March 30, 2017 (I Wrote this with a Number 1 Pencil.)

March 30, 2017

Weather conditions:
High – 67
Low – 48
Skies: Strong storms 80%
Winds: SSW 15-25 mph

Miles traveled: 0 miles (weather day)
Total miles: 200 miles
Where we are: Bird Island MMRM0 (RBD)

My river view this morning:

We are here again today because of the potential for storms and wind today. What a gift to view this important confluence in my life from a different perspective. On our previous trip, it represented a beginning—the Lower Mississippi. I just thought of this—we went down the Wabash and Ohio to reach the Mississippi. When we reached this area, the major and probably scariest part of our trip began. This year, this area represents a completion—the Middle Mississippi, leaving the Upper Mississippi (1200 miles) yet to be completed. (perhaps in a couple of years)

The Middle and Lower Mississippi differ in size and are treated as two separate rivers in the case of the navigation mile markers. The Middle Mississippi mile markers begin at 0 at the confluence with the Ohio and count up. The Lower Mississippi’s begin at the same confluence at 954 and count down.

Mike takes a dutch oven kettle full of bacon off the fire, dumps the grease on the flames, and returns with an omelet in the same kettle. Boyce pours more coffee into his blue cup. I have a feeling we may go through a lot of coffee today. The clouds, fire, and atmosphere create a coffee kind-of day. Water is heating to purify it and then poured over the coffee grounds—more cowboy coffee.

The omelet has just become scrambled eggs—the fire was too hot causing the omelet to cook too quickly. Pieces of blueberry bread cut in half accompany the eggs. Peanut butter sits close by as an optional spread.

Blue sky and a couple of white wispy clouds peek through a circular break in the dark clouds. The sight gives me hope. In life, our circumstances may seem dark and heavy, and about to give way to rain. Then, a brief hole appears reminding me that the blue skies and light fluffy clouds (hope) still exist beyond the circumstances, even though they can’t be seen.

Our resident chef, River, preps a pork loin by rubbing it with olive oil, coconut oil, and a pepper, sea salt, turmeric, cumin, and garlic combo. The next steps: place in a dutch oven; pour soy sauce on the bottom; place by the fire to cook slowly all day. No-paddling-day food is awesome.

Since we won’t be on the river today and our water supply is mediocre, River places a ginger root in boiling water—voilà, ginger tea. Healthy living.

Mike asks John how to use a hair tie to put his lengthening locks in a ponytail. That’s all I have to say about that.

The wind picks up and the air cools. I am going to brush my teeth before the rain begins.


The impending storm missed us. So far, all the questionable weather has circled around. Although we haven’t felt a raindrop here on Bird Island, if we had ventured down the river, we would have paddled into the storms. This has definitely been a safe haven.

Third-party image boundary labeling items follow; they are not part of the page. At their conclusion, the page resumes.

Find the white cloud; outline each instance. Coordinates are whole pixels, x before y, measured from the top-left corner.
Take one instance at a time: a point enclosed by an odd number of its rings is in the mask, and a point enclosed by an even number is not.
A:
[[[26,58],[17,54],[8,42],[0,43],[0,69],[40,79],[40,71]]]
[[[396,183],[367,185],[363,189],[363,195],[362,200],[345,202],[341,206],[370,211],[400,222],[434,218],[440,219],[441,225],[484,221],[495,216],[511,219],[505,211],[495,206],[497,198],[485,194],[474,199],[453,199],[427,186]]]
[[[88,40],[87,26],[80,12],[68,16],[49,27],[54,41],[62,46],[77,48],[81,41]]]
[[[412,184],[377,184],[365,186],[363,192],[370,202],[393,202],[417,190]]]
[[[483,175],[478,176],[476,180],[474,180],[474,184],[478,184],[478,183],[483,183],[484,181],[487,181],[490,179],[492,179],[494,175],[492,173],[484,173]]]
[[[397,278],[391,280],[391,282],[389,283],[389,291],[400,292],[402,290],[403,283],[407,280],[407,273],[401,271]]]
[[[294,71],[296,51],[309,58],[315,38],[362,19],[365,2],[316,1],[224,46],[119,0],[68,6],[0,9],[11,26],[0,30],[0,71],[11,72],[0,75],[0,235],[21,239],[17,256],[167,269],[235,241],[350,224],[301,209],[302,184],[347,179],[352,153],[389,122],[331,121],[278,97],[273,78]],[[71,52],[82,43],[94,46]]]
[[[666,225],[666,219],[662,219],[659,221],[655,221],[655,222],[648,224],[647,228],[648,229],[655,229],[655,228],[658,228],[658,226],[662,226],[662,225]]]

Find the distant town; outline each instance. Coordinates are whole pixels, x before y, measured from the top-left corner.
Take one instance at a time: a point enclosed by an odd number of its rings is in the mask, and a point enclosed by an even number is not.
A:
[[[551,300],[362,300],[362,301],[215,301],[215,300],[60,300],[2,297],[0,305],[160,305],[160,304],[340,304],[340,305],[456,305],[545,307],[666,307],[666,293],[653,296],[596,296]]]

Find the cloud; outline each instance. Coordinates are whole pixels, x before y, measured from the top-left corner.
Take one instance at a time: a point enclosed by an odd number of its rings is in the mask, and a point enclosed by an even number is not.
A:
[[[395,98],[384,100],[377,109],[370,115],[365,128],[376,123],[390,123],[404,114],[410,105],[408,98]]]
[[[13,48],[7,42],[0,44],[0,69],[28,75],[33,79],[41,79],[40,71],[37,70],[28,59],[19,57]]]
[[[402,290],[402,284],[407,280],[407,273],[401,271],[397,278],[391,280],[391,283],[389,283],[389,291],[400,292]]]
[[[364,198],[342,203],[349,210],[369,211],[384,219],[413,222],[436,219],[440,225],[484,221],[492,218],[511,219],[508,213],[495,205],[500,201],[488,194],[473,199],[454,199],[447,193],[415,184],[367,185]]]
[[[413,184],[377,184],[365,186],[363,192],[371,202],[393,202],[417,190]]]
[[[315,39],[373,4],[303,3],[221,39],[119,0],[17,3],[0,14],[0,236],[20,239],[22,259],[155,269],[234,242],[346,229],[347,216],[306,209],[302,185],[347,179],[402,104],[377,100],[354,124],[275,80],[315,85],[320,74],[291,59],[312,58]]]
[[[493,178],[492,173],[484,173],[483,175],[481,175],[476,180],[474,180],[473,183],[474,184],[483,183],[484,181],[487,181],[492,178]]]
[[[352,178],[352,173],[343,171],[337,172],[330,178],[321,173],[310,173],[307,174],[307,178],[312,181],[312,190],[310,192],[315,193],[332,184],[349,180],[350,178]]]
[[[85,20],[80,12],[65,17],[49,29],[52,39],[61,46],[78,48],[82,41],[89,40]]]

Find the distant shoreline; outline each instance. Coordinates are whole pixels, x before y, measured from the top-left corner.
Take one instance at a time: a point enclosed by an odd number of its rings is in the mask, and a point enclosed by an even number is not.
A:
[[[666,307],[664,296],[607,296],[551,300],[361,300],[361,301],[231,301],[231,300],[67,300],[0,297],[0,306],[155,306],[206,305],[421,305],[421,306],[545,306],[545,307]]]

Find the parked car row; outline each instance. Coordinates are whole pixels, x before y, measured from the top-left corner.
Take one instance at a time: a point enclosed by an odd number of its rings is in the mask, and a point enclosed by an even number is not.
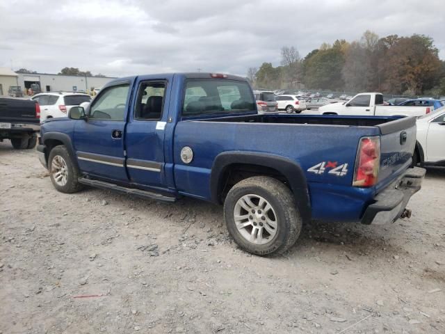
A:
[[[42,93],[32,99],[40,106],[40,121],[54,117],[65,117],[70,109],[82,102],[91,101],[88,94],[77,93]]]

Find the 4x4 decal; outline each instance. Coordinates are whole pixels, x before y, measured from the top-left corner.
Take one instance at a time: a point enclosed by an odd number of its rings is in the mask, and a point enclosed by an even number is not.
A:
[[[307,169],[309,173],[314,174],[323,174],[327,168],[332,168],[327,174],[334,174],[337,176],[344,176],[348,174],[348,164],[338,165],[337,161],[323,161]]]

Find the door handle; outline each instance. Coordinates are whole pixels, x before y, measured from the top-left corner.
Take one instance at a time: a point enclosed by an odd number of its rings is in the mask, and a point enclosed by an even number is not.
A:
[[[122,138],[122,132],[120,130],[113,130],[111,136],[115,139],[120,139]]]

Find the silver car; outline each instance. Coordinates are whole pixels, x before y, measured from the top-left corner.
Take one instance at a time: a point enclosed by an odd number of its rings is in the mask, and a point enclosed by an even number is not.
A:
[[[258,113],[277,113],[278,102],[273,92],[254,90]]]

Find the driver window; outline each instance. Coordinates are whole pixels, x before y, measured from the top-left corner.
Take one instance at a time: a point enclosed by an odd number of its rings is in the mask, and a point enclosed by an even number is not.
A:
[[[95,100],[88,118],[124,120],[129,84],[109,87]]]
[[[445,113],[444,115],[441,115],[439,117],[436,117],[433,120],[433,122],[445,122]]]

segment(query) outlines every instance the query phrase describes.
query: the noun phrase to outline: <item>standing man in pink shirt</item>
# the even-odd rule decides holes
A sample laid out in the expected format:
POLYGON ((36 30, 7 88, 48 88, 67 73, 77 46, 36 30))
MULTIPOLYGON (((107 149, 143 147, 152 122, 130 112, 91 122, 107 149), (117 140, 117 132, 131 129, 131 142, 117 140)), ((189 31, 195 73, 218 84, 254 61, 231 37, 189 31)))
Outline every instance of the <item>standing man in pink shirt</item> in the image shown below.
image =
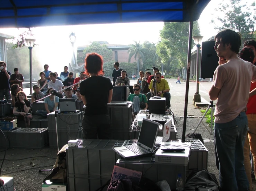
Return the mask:
POLYGON ((219 66, 209 95, 218 100, 214 138, 220 184, 222 190, 249 191, 243 149, 248 130, 246 104, 250 82, 256 81, 256 67, 238 57, 241 38, 235 31, 220 32, 214 40, 219 66))

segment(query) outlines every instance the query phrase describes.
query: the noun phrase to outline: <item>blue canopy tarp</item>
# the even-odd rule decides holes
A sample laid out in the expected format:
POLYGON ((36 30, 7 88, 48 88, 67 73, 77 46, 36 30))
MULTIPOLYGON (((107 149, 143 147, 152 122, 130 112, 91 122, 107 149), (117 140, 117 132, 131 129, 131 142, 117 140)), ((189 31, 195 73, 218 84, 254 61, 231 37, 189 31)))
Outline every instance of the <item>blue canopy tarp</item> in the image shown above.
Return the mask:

The river rose last night causing the butt of Grasshopper to be in the water. Another example of the importance of tying off!

Magique, our videographer, interviewed John and me while focusing on our previous expedition. He is filming the Rivergator Celebration Expedition for a documentary. He said every one of us on the trip are the folklore—the tributaries to Rivergator. I love sharing our story.


2:15 p.m.

John and I are finding refuge in our tent to escape the storm that finally found us. Thunder starts as an occasional rumble in the distance and becomes a more frequent roll. Tree limbs crack and fall, sounding like the entire forest is collapsing. A wild turkey gobbles his annoyance each time the thunder makes its presence known. Turkeys make me laugh. A few raindrops bounce off the rain fly. The wind howls louder and louder. The front approaches like a train. The air cools dramatically—almost like opening a wilderness-sized refrigerator. The sprinkles become a drizzle and steadily increase to a downpour.

Now that the storm is here, its intensity isn’t as brutal as the approach was. Am I getting used to the sounds of the storm—becoming my normal so to speak?

The rain intensifies. I become concerned about the tent leaking. The wind blows sheets of rain at the tent.

I haven’t seen any lightning yet.

I am glad our laundry is dry and stored in the tent. John sleeps beside me while I journal. This is a repeat scenario of many previous times spent in the tent during storms. Some of my favorite times.

The wind continues to intensify and the lightning begins to flash. We may be here a while.


At about 3:00 p.m., John said, “Who turned on the lights?” Without my realization, the sky had lightened, the rain had stopped, the thunder had moved on, and the birds had come out of their hiding places. It’s easy to miss changes when not paying attention.

Another group effort to pull Grasshopper onto still higher ground.

After our dinner of pork loin, Dennis provided the reading from the book of Twain Life on the Mississippi, chapter 1. Tomorrow night, our last night, John and I will have the privilege.

Another expedition start tomorrow morning—5:00 a.m. coffee, 6:00 a.m. breakfast, and 7:00 a.m. push-off. Good night.